Buat Janji dengan Dokter

Sakit Kepala Tapi Hasil Cek Normal? Mungkinkah Ini Penyebab Tersembunyinya?
Banyak orang sering mengalami sakit kepala. Meski sering dianggap sepele, jenis sakit kepala ternyata sangat beragam dengan penyebab, gejala, dan penanganan yang berbeda-beda. Mengenali kondisi yang Anda alami sangat penting agar penanganan dapat dilakukan secara tepat dan aman.
Berikut adalah pembagian jenis sakit kepala beserta penjelasannya:
1. Sakit Kepala Tegangan
Sakit kepala tegangan adalah jenis sakit kepala yang paling umum.
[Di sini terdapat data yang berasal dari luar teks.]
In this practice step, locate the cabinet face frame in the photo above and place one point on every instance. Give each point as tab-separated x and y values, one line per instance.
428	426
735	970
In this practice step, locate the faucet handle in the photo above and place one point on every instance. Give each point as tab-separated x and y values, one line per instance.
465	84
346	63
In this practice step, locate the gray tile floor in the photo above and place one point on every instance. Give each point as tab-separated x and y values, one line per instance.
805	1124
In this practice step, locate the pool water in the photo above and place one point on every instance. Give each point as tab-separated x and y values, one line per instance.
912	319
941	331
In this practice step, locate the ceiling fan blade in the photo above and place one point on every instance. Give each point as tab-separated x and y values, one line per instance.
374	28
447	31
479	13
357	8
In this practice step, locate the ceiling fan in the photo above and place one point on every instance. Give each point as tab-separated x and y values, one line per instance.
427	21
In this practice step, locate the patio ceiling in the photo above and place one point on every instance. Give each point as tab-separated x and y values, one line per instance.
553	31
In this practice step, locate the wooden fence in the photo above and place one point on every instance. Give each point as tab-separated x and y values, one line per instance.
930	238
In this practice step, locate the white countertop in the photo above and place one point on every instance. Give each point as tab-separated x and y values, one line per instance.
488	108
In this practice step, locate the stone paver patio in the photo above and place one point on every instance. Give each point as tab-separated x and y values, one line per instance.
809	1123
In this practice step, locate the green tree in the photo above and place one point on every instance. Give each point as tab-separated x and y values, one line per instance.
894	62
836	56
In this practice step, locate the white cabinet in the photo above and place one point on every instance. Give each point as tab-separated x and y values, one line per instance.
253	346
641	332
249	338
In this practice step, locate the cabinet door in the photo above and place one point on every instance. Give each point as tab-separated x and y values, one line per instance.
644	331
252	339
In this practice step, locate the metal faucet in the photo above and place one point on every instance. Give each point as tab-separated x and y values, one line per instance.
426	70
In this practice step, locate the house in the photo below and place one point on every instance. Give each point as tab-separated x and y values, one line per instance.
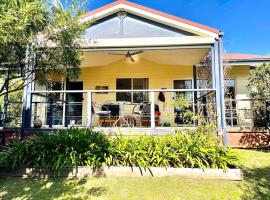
137	63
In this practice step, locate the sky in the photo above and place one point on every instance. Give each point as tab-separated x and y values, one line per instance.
245	23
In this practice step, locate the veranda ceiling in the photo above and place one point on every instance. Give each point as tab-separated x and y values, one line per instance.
181	57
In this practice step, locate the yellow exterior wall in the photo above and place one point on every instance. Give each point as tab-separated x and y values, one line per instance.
160	76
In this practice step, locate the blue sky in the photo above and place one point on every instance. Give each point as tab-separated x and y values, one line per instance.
246	23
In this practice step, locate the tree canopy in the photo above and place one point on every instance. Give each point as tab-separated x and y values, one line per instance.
50	34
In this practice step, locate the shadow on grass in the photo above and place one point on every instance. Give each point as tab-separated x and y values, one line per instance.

Sensasinya sering digambarkan seperti ada tali atau pita ketat yang mengikat sekeliling kepala.
- Gejala: Rasa nyeri di kedua sisi kepala, leher terasa kaku, serta ketegangan pada otot bahu.
- Penyebab Utama: Stres, kelelahan, kurang tidur, atau postur tubuh yang buruk saat bekerja.
2. Sakit Kepala Migrain
Migrain ditandai dengan nyeri berdenyut yang biasanya berpusat pada satu sisi kepala saja.
- Gejala: Nyeri kepala sedang hingga berat yang disertai mual, muntah, serta sensitivitas berlebih terhadap cahaya dan suara.
- Penyebab Utama: Perubahan hormon, makanan tertentu, stres, perubahan pola tidur, atau faktor lingkungan.
3. Sakit Kepala Klaster
Merupakan salah satu jenis sakit kepala yang paling menyiksa dan menyakitkan. Sakit kepala ini datang dalam rentang waktu tertentu (klaster) secara berulang.
- Gejala: Nyeri tajam seperti tertusuk di sekitar salah satu mata, mata merah dan berair, hidung tersumbat di sisi yang sakit, serta rasa gelisah.
- Penyebab Utama: Belum diketahui secara pasti, namun berkaitan dengan konsumsi alkohol dan merokok.
4. Sakit Kepala Sinus
Jenis sakit kepala yang terjadi akibat peradangan atau penyumbatan pada rongga sinus, yaitu rongga berisi udara yang terletak di balik tulang wajah (pipi, dahi, dan sekitar mata).
- Gejala: Rasa nyeri dan tekanan berlebih di area pipi, dahi, atau sekitar hidung yang memburuk saat menunduk. Biasanya disertai hidung tersumbat atau demam.
- Penyebab Utama: Peradangan atau infeksi pada rongga sinus di wajah.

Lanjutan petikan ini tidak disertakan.